The Environmental Audit Committee (EAC) is a UK Government committee that is tasked with examining how government department policies and programmes affect the environment and sustainable development. It released a report on the UK’s footprint on global biodiversity and made a number of recommendations with regards to future international trade agreements. Let’s take a look at their findings in more detail:
International trade agreements should incorporate the highest environmental and social standards, work towards the transition to sustainable supply chains, and protect the sustainability of the UK farming sector from the effects of cheap and low-quality imports.
Sustainability impact assessments, carried out for all trade agreements, would help to ensure that trade deals signed by the UK provide benefits to biodiversity and would also limit the threat to the UK’s environment.
The environment and biodiversity should be a mainstream consideration in all UK trade agreements. Leaving the EU represents an opportunity for the UK to become a global leader when it comes to the promotion of the highest environmental standards in trade.
By embedding these principles into all future trade deals the UK Government will be able to better safeguard the environment while simultaneously sending a strong message to trading partners that environmental considerations must be prioritized.
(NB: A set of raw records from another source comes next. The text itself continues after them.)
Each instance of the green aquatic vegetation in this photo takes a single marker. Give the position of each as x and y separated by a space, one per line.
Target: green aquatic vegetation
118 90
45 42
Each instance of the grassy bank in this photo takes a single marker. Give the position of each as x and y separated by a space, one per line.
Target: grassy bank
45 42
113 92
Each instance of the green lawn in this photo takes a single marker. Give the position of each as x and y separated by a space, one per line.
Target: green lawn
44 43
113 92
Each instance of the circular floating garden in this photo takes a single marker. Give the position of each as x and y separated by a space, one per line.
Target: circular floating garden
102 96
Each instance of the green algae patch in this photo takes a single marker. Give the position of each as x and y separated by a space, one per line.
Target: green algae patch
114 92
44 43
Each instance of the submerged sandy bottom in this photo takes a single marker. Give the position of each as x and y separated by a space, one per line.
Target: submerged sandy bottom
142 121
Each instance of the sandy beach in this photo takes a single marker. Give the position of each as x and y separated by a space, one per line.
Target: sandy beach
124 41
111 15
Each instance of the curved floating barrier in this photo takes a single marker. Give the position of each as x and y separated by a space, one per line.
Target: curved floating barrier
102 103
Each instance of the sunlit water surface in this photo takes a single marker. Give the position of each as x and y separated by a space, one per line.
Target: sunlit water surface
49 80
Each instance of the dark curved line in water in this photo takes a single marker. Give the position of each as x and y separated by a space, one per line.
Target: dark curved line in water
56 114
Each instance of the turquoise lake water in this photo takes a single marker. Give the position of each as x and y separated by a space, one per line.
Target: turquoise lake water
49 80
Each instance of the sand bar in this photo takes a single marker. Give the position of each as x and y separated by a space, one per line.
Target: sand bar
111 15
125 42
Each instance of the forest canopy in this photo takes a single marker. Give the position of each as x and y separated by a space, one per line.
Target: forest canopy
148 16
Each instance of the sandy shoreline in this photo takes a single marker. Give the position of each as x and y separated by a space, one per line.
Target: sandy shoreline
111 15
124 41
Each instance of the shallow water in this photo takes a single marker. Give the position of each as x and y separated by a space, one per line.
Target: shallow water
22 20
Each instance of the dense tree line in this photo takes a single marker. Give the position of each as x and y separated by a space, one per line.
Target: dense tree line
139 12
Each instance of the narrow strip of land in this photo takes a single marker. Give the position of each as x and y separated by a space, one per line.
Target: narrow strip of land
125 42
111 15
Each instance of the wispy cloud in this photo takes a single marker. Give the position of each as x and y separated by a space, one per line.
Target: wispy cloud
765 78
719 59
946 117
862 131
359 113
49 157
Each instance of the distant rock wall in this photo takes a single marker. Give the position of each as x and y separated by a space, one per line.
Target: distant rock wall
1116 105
The UK’s failure to safeguard environmental standards through its trade agreements with Australia and other countries is problematic and introduces concerns with regards to other future trade deals. The potential trade agreements currently being negotiated with Canada and Mexico are another example of how the UK Government is falling short when it comes to preventing environmental harm - it’s not enough that the UK has adopted higher environmental regulations and standards, if we import low-quality, high-carbon products we’re still part of the problem.
The UK Government is now at an important juncture, it still has time to correct course and to adopt environmental protections into future trade deals. By standing firm on these considerations the UK can position itself as a global leader and may even be able to encourage the uptake of stricter standards in other countries.